Pictured above is the quarterdeck, as seen from aloft. The giant white triangle is the mainstays’l (main-stay-sail). Below that white rectangle on the deck is the doghouse. Just aft of the entrance to the doghouse is the helm: the bane of my sailing existence. More on that later.
Facing forward on the quarterdeck, you get a view like this:
Moving forward up the port side of the ship is the science deck, where most scientific equipment is deployed. That big white thing controls a monster coil of wire, which sends equipment down as deep as 3,000 meters.
Continuing to walk forward, you will pass under the topyard and courseyard, where the square sails are set. Pictured here is Pete, perched on the topyard, while I lay aloft on the port shrouds:
All the way forward is the foredeck:
Those red and white cone things–called “tubas” because of their shape–are for ventilation. Every hour they get turned so that they face into the wind, bringing much-needed cool breezes down to the living quarters below decks.
The bow was one of my favorite places on the ship. At the risk of calling to mind Titanic: standing at the bow of a ship, you really do feel like you’re flying. It’s even better out on the bowsprit. On the bowsprit, there is no deck beneath you. You’re floating about twenty feet above the water. During the daytime, you can catch dolphins racing the ship.

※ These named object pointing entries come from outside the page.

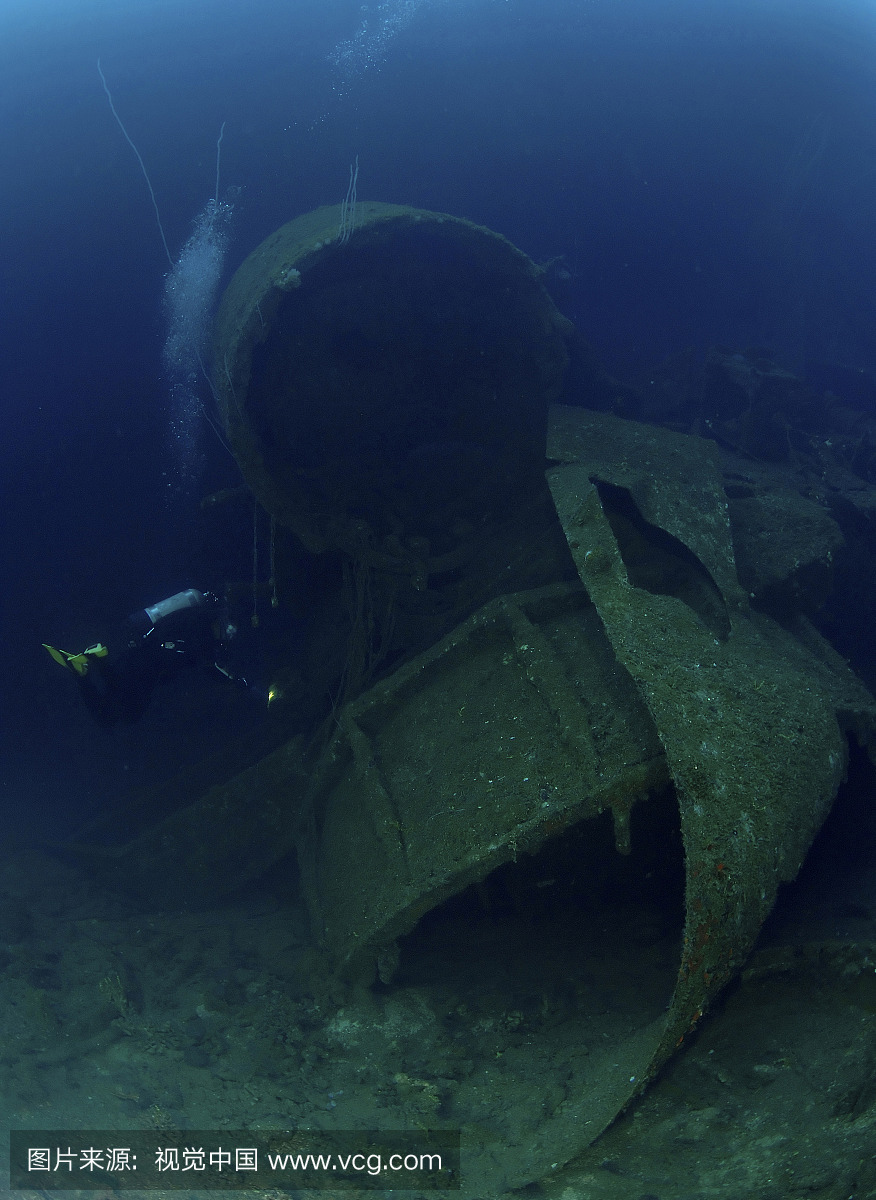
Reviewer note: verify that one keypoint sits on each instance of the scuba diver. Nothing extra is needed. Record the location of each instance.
(118, 678)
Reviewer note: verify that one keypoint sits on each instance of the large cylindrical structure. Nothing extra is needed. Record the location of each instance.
(390, 387)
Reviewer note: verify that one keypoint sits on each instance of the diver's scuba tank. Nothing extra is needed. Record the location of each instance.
(189, 599)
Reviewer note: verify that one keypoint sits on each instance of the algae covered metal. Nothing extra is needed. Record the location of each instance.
(561, 670)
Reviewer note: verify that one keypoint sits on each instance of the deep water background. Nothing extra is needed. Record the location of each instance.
(708, 169)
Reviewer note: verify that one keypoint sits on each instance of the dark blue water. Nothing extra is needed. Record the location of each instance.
(707, 169)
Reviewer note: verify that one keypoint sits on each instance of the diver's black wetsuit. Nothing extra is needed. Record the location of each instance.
(144, 652)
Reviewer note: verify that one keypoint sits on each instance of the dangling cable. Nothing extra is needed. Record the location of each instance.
(253, 619)
(273, 580)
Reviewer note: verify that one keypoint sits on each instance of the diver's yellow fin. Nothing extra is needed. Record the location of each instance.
(78, 663)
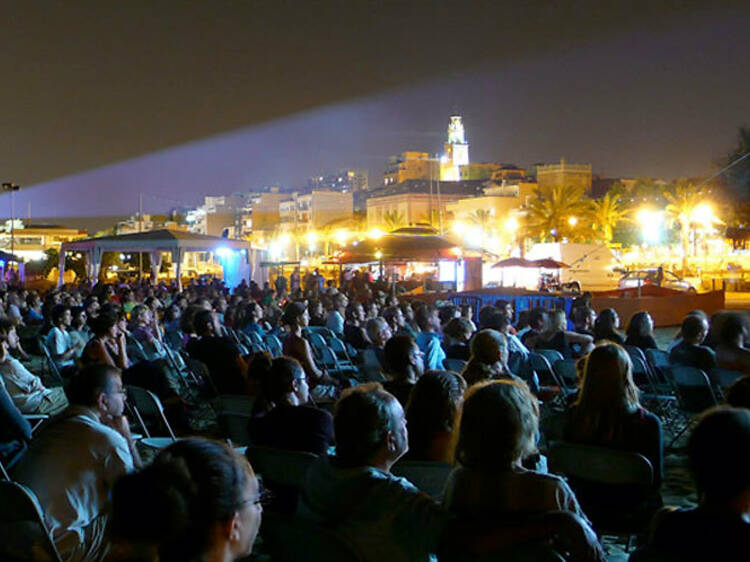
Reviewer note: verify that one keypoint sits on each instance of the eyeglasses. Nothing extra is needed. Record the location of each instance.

At night, if you don’t mind the terrifying feeling of flying through pitch black, you can sometimes see glowing green bioluminescence being churned up as the ship slices through the water.
From the bowsprit, you get another good view of the ship, and all its rigging. There are 93 pieces of running rigging (we counted once, during a slow dawn watch). Learning every single line was one of our first–and most important–tasks on the ship. It was also one of the most difficult. Take a look at all these lines coiled and hung around the foremast:
…now imagine me, never having set foot on a sailing vessel before, staring at these coils in utter confusion. Seriously? You guys think I need to know what all of those ropes do? Seriously??